The message within that symbolism was direct and simple: "Thank you, and your help is still desperately needed."

Because although change has come to the White House, it has not come to the US mainstream news media (yet).

Oh, there are a few beacons of reality on TV, but they are a precious few: Keith Olbermann and Rachel Maddow are carrying Edward R. Murrow's torch into the 21st Century on MSNBC, and Jack Cafferty continues to personify common sense (even when I don't agree with him) in the midst of CNN's vapidity.

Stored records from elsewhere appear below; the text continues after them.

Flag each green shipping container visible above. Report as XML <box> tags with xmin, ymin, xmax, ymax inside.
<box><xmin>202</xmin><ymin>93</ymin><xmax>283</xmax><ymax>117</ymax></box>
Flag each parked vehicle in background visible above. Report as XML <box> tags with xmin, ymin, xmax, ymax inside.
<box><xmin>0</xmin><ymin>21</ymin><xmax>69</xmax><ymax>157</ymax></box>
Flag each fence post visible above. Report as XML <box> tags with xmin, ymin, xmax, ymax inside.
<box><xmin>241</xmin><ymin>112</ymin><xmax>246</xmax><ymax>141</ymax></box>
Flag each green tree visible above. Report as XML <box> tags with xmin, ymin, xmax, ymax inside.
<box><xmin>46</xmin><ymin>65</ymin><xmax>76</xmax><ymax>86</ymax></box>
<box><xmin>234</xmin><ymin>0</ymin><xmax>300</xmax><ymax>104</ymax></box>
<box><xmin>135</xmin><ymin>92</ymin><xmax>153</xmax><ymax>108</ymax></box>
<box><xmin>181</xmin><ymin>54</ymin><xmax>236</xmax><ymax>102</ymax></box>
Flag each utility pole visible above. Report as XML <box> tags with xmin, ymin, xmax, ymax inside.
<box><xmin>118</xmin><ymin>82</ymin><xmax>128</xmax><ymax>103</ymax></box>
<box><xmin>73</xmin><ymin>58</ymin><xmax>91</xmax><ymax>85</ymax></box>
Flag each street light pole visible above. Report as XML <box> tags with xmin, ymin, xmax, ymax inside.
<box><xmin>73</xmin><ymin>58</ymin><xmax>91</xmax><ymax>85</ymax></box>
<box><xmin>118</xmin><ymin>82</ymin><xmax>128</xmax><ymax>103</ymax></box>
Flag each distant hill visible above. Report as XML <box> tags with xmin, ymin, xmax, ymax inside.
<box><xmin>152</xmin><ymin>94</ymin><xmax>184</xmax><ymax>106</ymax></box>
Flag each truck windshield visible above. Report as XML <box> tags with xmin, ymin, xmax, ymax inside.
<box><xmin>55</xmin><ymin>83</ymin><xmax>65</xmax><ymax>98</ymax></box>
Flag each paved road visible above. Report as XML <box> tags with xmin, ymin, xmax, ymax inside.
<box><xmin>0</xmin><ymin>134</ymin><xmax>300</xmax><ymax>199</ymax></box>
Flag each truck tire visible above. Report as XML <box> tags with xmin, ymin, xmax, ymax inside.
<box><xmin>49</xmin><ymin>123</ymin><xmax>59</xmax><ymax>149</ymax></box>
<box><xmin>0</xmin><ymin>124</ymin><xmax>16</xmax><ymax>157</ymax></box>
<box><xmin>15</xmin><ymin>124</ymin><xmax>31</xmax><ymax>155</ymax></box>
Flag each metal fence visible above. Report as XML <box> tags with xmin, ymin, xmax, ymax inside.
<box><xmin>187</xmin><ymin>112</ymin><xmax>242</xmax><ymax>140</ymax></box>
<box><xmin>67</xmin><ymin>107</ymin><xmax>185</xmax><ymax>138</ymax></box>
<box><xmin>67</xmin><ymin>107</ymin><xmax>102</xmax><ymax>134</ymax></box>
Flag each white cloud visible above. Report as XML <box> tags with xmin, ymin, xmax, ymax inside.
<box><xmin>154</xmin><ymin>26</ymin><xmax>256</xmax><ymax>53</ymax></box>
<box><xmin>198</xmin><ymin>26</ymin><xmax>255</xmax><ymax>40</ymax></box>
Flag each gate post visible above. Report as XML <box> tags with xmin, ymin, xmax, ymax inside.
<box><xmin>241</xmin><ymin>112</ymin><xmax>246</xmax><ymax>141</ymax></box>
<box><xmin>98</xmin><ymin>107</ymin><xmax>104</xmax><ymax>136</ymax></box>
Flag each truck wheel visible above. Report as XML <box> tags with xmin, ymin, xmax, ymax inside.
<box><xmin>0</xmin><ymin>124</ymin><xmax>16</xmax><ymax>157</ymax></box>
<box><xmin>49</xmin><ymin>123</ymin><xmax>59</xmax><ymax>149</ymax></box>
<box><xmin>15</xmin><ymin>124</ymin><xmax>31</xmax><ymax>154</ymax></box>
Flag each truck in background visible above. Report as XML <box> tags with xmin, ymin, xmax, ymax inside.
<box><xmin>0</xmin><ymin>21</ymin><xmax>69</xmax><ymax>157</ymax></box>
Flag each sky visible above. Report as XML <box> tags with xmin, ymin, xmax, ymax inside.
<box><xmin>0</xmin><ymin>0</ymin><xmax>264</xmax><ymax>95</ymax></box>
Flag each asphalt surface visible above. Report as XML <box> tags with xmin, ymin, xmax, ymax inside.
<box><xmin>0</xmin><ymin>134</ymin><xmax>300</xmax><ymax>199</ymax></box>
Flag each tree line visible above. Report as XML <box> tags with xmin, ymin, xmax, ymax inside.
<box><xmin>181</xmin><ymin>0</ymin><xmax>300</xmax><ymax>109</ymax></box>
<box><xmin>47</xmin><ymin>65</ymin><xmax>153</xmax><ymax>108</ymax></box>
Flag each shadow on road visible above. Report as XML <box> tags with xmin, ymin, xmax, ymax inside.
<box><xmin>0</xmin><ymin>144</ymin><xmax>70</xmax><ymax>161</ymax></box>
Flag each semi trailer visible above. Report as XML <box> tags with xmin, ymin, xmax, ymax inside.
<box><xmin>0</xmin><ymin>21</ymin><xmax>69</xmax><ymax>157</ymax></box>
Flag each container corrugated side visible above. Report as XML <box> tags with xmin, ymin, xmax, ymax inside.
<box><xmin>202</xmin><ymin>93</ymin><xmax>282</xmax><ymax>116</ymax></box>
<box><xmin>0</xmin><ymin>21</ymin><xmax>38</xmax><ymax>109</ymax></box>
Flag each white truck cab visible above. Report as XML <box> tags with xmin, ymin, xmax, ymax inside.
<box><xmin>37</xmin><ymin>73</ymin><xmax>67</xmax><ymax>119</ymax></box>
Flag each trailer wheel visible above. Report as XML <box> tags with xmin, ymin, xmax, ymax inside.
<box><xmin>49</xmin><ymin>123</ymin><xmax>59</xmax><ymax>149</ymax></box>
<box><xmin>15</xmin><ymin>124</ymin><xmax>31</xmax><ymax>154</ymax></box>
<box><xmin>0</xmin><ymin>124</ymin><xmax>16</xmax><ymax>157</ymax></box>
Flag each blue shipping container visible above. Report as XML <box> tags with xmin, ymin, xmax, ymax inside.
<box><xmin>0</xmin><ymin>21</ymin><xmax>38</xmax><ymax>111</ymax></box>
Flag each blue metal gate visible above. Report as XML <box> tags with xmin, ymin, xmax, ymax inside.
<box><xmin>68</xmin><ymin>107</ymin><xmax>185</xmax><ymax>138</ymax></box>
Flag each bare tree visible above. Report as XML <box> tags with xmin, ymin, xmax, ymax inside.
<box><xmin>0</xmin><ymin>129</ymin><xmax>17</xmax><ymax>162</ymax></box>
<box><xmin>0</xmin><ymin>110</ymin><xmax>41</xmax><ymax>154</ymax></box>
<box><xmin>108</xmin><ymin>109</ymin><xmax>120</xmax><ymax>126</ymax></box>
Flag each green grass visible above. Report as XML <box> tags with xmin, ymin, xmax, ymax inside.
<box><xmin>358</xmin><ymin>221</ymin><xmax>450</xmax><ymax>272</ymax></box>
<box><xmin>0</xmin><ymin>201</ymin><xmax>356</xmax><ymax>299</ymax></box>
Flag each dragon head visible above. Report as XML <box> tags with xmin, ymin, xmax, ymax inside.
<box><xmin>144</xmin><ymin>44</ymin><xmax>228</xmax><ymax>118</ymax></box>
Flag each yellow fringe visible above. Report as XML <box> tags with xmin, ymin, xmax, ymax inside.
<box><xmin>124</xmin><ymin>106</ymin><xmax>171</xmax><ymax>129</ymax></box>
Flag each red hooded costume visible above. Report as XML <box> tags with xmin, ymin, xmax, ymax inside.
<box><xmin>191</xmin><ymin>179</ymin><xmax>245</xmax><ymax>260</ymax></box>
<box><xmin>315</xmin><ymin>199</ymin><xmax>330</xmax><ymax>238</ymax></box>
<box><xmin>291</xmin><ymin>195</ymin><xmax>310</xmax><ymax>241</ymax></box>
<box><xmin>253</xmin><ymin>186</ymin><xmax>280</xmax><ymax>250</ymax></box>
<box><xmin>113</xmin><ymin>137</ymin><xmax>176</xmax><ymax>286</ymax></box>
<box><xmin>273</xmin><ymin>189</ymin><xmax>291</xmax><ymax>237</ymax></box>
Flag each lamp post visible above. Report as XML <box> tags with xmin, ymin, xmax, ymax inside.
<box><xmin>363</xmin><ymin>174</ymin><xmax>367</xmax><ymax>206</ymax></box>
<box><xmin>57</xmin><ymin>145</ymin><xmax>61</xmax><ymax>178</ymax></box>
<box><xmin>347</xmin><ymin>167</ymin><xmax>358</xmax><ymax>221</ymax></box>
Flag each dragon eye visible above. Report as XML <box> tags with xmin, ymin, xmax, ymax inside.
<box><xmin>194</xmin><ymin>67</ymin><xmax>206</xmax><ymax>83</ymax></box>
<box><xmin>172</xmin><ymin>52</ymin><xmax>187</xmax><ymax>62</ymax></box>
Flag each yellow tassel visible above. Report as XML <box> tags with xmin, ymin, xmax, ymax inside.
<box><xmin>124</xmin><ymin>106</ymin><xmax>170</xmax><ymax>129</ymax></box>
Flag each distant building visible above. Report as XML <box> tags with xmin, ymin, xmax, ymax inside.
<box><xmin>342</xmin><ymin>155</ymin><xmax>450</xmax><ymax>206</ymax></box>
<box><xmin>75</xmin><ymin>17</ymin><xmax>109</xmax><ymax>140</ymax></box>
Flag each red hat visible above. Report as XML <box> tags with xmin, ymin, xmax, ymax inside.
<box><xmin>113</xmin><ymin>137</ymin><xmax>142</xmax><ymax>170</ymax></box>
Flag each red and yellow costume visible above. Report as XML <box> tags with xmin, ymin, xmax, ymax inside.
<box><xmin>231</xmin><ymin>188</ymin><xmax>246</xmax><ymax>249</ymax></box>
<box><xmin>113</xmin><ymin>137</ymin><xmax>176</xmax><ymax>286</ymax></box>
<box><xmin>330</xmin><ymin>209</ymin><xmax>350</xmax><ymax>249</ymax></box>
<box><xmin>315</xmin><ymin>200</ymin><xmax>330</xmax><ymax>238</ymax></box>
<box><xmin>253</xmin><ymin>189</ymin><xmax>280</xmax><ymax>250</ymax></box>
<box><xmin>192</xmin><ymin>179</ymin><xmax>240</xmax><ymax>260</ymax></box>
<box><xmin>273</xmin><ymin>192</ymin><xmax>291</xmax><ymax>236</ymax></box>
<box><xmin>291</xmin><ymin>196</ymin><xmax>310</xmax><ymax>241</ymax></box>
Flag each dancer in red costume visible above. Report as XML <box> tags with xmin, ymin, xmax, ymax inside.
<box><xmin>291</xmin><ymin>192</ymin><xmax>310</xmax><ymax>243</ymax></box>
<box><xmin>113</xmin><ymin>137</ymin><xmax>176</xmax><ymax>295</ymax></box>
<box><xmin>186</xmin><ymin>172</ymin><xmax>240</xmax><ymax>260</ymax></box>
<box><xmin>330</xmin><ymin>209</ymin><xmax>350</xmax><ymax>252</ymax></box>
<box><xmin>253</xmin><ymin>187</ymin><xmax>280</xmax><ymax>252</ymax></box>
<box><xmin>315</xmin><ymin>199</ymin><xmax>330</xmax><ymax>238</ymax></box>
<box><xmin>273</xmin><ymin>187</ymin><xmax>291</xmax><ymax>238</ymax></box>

Meanwhile, throughout the world, professional journalists and citizen journalists alike risk their lives to speak truth to power:

Chinese bloggers are defying censorship efforts and taking delight in ridiculing the state television station CCTV. ... The problem for CCTV is that the blaze that burned down part of its new headquarters was its own fault. ... Embarrassed CCTV officials tried to censor coverage of the fire, but thanks to the millions of Chinese users on the Internet, the story got out anyway. Members of the public armed with camera phones, text messages, and email filled the void. One blogger, Wang Xiaofeng, wrote that "Even though the fire was up to their eyebrows, they were still trying to hide the truth... in this breaking news, the official media was defeated by the citizen media." Radio Netherlands, 2-11-09

In Latin America, the Middle East and Southeast Asia, journalists are becoming increasingly vulnerable to physical violence as a result of their work, says a U.S.-based media watchdog in a new report ... Last year, at least 41 journalists were killed and more than 100 lived behind bars, according to the 341-page [Committee to Protect Journalists] CPJ report, "Attacks on the Press in 2008". Inter Press Service, 2-10-09

If there is another Tiananmen Square protest and massacre, it will be streamed, real time, wireless, over the World Wide Web, on open source platforms, in clear text, with simultaneous translation, and it will not be so easily spun or so quickly forgotten.

But in the USA, the US mainstream news media persists in pushing an agenda of misinformation and misdirection on the most urgent issues:

[A] Media Matters for America review of the Sunday talk shows and 12 cable news programs from January 25 through February 8 found that during 139 1/2 hours of programming on Sunday mornings and weekday afternoons and evenings, of 460 total guest appearances in discussions about the economic recovery legislation and debate in Congress, only 25 were made by economists — a mere 5 percent. Think Progress, 2-12-09

So it is imperative that the alternate news media, especially the blogosphere and progressive talk radio, continue to deliver the truth.

Thom Hartmann, whose daily Air America radio show is a national teach-in on history, politics and economics, has been doing an extraordinary job of providing context and continuity.

Recently, economist Ravi Bhatra, a frequent guest, suggested progressives not be too frustrated with the Obama administration for its adherence to the ideas of Larry Summers, Larry Geithner and others who are part of the problem.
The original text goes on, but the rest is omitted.